Ekphrasis is literary device used by ancient poets! (< Gk. "narration").

   Pick one (1) image or object currently on display at the Tang museum. Do not choose something abstract, or an audio or video installation. The object about which you write must be representational enough so that your writing can be sufficiently descriptive.

   While your finished work is a writing exercise, it starts as an exercise in looking. You will have to look slowly and carefully (rinse, repeat) at your subject, so that seeing becomes less passive and actively engages the mind: How is this thing constructed? Where do the eyes begin, move, or rest? What does it communicate to viewers?

   Now translate your observations into words. Narrate, rather than name. This means using verbs to describe what the object does, and not just nouns to label it. Instead of flatly telling your reader what, instruct your reader how she would see this thing if she were in its presence. Move systematically up or down, across the image or around the object, and trace that form with words.

   Be playful; be beguiling. Choose words that evoke, that enchant. Can someone who has not gone to the Tang read your description and then visualize this piece in her mind's eye?

   Write out a draft, and then edit it over the course of one week. Rewrite your pieces, polishing your ekphrasis until it shines like a literary gem.

   At the end of your assignment, put the location and date of your exphrasis in parentheses, as well as the name of the artist, the title of the work, and the year it was created (if known).

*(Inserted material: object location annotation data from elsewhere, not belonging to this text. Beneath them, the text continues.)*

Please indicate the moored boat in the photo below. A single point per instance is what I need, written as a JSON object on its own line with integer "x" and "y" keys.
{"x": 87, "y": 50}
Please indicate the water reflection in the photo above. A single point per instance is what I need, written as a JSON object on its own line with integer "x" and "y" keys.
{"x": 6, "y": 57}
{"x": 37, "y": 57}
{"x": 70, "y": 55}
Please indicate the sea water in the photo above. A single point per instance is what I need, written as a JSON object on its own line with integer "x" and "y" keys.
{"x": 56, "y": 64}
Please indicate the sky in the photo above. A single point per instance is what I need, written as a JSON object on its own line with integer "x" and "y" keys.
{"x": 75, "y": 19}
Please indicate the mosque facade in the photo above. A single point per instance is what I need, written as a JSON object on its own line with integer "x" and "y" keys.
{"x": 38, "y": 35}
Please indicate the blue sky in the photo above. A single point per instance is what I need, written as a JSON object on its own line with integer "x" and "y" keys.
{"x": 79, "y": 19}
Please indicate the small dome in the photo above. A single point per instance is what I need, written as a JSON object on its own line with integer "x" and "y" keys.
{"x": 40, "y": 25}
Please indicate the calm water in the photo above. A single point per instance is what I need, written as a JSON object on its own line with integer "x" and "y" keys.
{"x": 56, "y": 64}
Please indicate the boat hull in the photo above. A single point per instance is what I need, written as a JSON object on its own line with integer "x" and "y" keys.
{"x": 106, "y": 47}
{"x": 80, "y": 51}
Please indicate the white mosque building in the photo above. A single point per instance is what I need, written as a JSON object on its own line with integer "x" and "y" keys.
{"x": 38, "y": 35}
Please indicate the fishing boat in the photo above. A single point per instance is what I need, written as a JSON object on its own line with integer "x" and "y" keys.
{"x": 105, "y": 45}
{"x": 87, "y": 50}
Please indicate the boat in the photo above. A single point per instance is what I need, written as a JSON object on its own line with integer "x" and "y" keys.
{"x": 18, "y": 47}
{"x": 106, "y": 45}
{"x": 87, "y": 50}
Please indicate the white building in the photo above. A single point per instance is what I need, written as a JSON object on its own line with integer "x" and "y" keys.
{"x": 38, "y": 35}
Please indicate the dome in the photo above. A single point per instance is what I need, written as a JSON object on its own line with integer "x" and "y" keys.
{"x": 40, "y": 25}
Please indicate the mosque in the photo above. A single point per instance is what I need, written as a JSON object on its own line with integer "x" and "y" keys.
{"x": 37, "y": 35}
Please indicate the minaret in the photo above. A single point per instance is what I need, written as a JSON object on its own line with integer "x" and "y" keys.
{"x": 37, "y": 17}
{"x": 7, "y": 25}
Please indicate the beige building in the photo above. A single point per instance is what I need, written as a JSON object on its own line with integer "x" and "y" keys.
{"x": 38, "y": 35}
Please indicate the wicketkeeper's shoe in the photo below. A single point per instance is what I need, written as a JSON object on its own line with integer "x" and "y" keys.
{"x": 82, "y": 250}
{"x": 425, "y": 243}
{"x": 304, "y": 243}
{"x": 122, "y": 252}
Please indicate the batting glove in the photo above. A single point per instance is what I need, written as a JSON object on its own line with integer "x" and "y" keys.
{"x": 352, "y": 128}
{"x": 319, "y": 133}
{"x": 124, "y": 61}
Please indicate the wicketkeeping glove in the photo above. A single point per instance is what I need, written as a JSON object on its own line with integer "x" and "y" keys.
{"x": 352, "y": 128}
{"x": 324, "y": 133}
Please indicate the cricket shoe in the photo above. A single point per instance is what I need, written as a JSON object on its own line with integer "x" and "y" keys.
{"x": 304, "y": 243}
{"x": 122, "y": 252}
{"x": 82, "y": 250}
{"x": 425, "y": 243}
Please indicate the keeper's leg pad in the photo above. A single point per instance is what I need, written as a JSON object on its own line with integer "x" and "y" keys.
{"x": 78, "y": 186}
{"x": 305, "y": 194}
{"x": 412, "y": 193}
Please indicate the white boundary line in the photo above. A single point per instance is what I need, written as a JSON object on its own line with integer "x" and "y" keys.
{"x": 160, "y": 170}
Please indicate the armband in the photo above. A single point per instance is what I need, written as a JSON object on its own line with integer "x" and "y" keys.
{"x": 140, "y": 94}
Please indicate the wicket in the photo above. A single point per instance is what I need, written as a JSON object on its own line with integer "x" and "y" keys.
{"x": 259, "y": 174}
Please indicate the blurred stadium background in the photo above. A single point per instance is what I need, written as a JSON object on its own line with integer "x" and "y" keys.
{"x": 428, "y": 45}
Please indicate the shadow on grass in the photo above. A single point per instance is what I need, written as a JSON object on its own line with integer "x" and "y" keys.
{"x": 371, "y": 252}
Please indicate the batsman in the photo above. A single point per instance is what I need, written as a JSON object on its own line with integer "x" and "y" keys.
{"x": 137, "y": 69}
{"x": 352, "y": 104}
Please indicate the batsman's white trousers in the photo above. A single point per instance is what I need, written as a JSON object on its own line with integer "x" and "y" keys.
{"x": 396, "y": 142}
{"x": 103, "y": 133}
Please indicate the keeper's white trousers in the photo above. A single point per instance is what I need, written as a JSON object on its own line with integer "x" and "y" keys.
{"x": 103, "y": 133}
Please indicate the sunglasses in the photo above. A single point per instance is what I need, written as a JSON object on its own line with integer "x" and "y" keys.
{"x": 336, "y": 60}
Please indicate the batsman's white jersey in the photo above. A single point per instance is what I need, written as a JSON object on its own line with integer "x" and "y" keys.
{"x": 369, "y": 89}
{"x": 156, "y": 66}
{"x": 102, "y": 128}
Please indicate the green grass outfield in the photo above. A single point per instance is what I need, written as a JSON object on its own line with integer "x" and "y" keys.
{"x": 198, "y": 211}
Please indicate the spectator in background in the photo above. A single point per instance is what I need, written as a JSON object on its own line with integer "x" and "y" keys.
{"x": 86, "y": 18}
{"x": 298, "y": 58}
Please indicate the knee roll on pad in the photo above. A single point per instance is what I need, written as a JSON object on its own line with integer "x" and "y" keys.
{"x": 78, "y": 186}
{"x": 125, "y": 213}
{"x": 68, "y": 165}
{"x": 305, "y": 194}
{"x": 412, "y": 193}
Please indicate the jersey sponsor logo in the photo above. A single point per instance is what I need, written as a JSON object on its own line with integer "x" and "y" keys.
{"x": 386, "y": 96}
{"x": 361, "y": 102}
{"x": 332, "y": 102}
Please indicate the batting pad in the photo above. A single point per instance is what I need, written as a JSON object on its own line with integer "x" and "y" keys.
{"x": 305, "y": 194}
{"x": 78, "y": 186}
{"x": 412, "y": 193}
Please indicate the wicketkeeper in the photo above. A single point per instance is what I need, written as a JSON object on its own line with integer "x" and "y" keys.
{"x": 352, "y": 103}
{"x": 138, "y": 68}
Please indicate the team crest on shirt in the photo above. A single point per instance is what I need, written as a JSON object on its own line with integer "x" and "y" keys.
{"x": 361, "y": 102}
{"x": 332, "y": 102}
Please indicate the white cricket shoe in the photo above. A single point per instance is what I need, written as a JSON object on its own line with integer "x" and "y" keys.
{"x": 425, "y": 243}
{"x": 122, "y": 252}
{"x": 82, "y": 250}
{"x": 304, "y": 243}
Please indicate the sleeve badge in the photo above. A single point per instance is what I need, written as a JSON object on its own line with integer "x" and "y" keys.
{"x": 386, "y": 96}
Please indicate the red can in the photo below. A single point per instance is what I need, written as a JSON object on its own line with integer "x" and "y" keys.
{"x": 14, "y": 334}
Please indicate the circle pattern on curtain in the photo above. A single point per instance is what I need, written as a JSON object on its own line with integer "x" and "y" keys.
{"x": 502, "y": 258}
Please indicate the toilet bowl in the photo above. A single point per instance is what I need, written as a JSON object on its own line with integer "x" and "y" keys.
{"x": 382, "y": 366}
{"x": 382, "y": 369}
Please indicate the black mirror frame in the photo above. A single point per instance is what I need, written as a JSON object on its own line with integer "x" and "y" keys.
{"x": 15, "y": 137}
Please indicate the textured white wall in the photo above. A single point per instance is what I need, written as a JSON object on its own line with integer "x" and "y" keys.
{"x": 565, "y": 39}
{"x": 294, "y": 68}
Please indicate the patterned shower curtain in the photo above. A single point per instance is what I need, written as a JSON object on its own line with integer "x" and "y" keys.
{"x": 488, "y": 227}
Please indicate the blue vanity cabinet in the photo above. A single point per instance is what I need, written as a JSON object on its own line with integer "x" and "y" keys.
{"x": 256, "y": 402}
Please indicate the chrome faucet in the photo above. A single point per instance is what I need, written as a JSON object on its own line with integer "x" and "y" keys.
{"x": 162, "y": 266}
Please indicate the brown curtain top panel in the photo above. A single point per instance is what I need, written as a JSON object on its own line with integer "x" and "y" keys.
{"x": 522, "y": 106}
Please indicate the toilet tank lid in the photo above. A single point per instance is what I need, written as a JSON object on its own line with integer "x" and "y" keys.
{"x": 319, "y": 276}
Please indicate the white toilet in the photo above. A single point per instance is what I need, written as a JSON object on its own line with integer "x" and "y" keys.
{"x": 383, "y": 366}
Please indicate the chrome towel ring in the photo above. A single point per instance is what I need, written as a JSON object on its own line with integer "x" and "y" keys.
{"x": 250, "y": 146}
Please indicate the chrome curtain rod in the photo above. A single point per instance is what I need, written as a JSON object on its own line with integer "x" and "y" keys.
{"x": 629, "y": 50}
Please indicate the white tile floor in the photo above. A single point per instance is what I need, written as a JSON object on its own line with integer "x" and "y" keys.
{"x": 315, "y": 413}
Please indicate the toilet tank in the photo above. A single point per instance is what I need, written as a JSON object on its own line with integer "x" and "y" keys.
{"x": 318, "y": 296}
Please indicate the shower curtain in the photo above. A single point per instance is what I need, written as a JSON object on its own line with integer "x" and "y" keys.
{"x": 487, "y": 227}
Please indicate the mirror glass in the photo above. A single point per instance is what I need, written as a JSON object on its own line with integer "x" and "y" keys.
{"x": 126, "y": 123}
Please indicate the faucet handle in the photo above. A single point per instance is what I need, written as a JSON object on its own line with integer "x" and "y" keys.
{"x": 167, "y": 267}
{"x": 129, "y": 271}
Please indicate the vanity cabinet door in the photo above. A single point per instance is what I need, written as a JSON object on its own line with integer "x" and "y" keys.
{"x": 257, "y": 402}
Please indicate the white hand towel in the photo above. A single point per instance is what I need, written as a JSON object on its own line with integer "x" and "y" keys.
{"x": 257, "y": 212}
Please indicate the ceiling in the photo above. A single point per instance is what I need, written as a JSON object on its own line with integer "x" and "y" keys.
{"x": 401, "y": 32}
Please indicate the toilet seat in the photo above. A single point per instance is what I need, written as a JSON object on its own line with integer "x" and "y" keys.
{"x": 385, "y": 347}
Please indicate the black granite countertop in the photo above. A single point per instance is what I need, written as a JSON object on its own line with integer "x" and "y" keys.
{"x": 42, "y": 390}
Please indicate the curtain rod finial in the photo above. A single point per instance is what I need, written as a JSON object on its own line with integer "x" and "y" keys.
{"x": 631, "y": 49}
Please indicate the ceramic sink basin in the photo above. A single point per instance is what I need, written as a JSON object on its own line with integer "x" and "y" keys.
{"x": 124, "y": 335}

Giornale (Journal) (500 words minimum)
Saturday, April 13, 11:00 p.m.

A travelogue or narrative of an excursion. What did you do and see? What did you discover? How did you get there? What happened along the way? Who was with you? What did you learn? This is your chance to personalize a journey and allow your readers to see through your eyes. Some analysis and interpretation is expected, but the key to this exercise is vibrant, descriptive storytelling.


Although these assignments are dry runs for Exploring Rome, you should still try to develop a prose style that will serve you well in the Eternal City. And of course you should always give your best effort.

   That said, your blog posts will be evaluated more for their content, grammar, and structure, than their style. Your instructors will provide feedback on all of these aspects, but the feedback on style (which includes such nebulous issues as showing versus telling, conciseness versus wordiness, authenticity versus affectation) should be taken as friendly advice prior to arriving in Rome.

Writing tips

Travel writing is an extremely varied genre, but it does have some uniform best practices. Here are some tips to consider as you complete your assignments.

Capture what's new to you

Travel writing, though multifaceted, is in no way new. But you must find novelty in writing about your travels, thereby making it new for your audience as well.

Use your senses

Sight, primarily, but also hearing, smell, touch, taste. Take advantage of how the focus of your senses sharpens because of travel, and hone it further through writing.

Describe, don't analyze

This is a variation on that old rule, "Show, don't tell." However, being in a historic place, you might find yourself reacting to the events and persons that have shaped it. Fine, but remember that you're not writing a textbook or a travel guide (at least not on this trip).

Be there and be you

That is, don't worry so much about your readers that you diminish your own experience. Yes, family and friends might well read your posts even while the trip is running, but it is not your responsibility to enable their vicarious pleasures at every turn.

Put yourself (and your friends) in the picture

What's a scene without characters? Travel writing at its best is often a deeply personal genre — it's not about the destination as much as the journey — so personalize it.

Seek the unobvious

Be drawn to what you're drawn to. Follow your curiosity, not the masses. Be open to making connections across your trip — recurring details or images from place to place, for example.

Jot first, write later

If you try for perfection in a single sitting, you'll never get anywhere. Learn to take small but helpful notes on site to flesh out later.